But in reading Obama’s statement, I’m a bit confused. He touches on the blending of information and entertainment (which, as a side note, has the potential to be a very good thing) but then blames “iPods and iPads; and Xboxes and PlayStations” for the media’s deviance from truth. And then continues to joke about how he doesn’t even know how to use them. At which point, I think:
Either the POTUS is confused about what these technological wonders do, or he is misguided in his criticism of them. It’s like saying “And with books and scripts– neither of which I know how to read. . .” or ” And with CD players and MP3 players; and VCRs and DVD Players — none of which I know how to work. . .”

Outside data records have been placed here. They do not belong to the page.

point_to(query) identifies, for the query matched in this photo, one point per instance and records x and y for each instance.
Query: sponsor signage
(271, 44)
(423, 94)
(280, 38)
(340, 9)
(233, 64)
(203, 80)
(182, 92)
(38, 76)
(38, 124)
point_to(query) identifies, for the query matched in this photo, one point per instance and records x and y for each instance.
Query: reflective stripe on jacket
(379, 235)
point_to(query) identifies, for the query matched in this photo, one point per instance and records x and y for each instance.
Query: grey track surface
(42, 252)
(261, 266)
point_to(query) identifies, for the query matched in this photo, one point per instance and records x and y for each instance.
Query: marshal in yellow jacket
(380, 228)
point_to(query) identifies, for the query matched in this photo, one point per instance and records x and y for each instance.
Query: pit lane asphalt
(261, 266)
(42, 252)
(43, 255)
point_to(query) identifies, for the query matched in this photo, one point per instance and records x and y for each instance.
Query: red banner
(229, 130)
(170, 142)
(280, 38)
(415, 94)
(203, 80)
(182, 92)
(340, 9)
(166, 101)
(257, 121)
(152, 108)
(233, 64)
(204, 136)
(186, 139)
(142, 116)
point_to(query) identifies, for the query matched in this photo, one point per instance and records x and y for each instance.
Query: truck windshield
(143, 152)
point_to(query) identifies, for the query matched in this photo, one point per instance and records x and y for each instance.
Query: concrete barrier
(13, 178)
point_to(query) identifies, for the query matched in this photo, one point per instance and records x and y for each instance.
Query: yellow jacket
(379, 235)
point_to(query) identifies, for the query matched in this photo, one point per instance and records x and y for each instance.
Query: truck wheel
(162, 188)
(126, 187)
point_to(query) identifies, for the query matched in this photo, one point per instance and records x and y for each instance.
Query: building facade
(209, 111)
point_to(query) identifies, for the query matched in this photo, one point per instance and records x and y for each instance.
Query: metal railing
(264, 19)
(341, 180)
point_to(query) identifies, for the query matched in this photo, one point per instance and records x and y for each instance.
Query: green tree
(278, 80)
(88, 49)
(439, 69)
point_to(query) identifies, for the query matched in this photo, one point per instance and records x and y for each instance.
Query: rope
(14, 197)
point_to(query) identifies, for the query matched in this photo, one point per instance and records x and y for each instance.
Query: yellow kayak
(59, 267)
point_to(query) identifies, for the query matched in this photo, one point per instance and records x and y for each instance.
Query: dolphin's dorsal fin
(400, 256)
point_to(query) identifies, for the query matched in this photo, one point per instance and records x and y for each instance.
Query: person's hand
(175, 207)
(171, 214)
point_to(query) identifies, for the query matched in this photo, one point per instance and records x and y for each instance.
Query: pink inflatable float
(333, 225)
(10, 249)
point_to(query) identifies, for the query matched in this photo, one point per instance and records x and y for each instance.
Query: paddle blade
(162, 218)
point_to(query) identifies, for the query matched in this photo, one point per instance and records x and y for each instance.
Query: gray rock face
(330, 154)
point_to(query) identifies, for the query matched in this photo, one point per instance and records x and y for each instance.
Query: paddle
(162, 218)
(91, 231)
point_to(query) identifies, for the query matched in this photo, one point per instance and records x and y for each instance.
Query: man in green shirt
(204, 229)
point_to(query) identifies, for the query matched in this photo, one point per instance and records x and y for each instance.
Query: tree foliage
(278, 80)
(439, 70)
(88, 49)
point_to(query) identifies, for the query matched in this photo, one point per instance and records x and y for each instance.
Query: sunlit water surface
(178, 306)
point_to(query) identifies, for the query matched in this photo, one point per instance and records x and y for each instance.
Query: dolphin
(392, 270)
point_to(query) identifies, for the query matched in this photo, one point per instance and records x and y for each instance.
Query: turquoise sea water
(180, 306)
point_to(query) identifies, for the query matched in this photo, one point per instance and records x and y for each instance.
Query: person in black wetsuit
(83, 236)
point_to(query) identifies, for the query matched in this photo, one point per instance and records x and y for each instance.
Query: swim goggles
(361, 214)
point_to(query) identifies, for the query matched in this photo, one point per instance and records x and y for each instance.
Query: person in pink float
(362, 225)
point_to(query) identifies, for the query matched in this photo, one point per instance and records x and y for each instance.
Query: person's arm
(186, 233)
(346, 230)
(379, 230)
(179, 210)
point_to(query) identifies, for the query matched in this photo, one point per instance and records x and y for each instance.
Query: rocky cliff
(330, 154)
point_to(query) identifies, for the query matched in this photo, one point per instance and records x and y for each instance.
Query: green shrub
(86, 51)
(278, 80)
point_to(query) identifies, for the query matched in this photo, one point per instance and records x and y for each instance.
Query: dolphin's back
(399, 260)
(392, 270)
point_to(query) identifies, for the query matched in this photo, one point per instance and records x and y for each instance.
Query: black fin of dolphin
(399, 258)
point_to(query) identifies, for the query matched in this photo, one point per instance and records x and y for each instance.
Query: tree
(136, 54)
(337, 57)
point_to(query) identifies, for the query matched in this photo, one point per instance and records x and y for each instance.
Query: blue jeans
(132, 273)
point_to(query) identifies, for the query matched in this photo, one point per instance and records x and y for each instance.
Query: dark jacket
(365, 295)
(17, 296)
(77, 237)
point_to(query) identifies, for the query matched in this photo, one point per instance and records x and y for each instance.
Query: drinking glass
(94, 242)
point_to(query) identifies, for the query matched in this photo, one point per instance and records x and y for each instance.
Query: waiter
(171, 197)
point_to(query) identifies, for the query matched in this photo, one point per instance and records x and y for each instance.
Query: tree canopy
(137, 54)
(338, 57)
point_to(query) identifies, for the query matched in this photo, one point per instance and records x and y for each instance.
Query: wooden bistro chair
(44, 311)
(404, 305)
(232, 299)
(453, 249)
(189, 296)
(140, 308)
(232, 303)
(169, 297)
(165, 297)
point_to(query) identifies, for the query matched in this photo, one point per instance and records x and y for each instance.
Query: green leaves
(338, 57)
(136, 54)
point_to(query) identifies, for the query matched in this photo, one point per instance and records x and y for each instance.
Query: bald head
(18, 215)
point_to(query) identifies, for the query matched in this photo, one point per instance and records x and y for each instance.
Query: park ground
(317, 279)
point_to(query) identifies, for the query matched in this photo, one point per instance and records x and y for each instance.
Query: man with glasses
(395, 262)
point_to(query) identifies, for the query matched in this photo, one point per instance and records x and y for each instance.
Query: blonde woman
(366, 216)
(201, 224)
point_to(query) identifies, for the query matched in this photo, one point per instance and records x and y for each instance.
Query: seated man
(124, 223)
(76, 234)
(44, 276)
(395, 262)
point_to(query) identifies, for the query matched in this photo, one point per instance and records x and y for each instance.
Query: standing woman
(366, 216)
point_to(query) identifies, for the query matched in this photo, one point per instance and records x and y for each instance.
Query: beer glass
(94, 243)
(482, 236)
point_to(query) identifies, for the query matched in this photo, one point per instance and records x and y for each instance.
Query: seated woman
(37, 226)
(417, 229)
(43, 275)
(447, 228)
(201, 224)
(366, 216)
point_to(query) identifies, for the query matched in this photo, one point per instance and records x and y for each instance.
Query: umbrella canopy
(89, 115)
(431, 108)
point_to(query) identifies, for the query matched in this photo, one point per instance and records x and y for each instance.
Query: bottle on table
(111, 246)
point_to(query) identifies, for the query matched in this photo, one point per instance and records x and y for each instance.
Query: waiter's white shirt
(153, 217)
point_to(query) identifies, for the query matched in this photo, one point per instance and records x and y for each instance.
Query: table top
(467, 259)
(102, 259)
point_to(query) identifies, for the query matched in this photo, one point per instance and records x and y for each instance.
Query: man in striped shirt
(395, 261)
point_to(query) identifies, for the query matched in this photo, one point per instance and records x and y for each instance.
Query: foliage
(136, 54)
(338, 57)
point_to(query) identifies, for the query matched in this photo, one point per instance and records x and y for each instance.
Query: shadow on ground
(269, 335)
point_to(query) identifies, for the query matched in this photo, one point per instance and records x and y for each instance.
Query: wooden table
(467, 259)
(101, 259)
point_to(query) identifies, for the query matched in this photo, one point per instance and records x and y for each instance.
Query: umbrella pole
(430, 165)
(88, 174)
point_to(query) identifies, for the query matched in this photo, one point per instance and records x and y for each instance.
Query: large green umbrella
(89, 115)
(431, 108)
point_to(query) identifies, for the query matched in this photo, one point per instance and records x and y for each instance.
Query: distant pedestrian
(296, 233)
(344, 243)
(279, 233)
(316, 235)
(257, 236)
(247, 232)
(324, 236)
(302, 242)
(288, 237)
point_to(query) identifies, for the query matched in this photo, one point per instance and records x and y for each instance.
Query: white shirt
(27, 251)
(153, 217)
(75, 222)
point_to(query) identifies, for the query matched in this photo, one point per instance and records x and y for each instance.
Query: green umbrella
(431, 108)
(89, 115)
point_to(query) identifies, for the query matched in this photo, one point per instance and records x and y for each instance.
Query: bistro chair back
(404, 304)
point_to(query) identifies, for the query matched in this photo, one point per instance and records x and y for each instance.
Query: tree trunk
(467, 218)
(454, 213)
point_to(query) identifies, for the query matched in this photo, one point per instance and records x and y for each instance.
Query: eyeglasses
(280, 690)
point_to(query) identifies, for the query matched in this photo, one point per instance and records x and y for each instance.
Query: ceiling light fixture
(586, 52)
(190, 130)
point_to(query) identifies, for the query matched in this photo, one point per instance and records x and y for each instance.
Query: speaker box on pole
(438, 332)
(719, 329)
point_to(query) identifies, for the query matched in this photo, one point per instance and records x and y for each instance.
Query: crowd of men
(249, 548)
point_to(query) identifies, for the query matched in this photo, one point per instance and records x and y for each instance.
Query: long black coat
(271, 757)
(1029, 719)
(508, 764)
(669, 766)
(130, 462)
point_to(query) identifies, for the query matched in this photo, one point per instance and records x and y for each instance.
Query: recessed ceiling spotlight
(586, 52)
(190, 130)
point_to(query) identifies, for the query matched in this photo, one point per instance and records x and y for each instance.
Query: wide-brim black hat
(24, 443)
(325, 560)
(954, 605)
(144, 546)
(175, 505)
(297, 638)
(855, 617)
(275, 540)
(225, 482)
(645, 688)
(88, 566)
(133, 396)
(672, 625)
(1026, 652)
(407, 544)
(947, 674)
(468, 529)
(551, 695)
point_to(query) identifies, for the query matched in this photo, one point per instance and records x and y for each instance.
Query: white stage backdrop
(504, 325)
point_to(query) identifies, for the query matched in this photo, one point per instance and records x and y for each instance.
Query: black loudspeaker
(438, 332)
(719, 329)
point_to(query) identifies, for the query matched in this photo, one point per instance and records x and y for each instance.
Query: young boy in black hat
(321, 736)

So first off, he blames the technology itself rather than the content. I question the relevance of my PS3 to the “truth scale” of media. Next, he categorizes them as distractions.
What I use my iPod for:
-Listening to Music
-Scheduling and organizing my life
-Finding directions to places
-Communicating with other people
-Checking the weather
-Reading my friends’ blogs
-Taking down memos
-Surfing the Web
-Looking at the Astronomy Picture of the Day
-Seeing what time it is
-Playing a rousing game of solitaire
-Watching/listening to lectures from MIT Open Courseware
-Participating in online forums (forums, in ancient Rome, were originally marketplaces in the centers of cities, but came to be places for public gatherings and discussion of important things such as politics)
What I use my PS3 for:
-Playing games that challenge my brain
-Playing games that are like literature
-Storing personal photographs
-Viewing more pictures of space in really high quality
-Listening to music, be it classic rock or classical masters
-Making games to share with other people
I would argue that these things do more to empower me than to distract me. In some cases, I use these things specifically for education. I also believe that having technology with which one can rapidly communicate with others (and with which many people can share their combined knowledge and efforts) has great potential to empower everyone.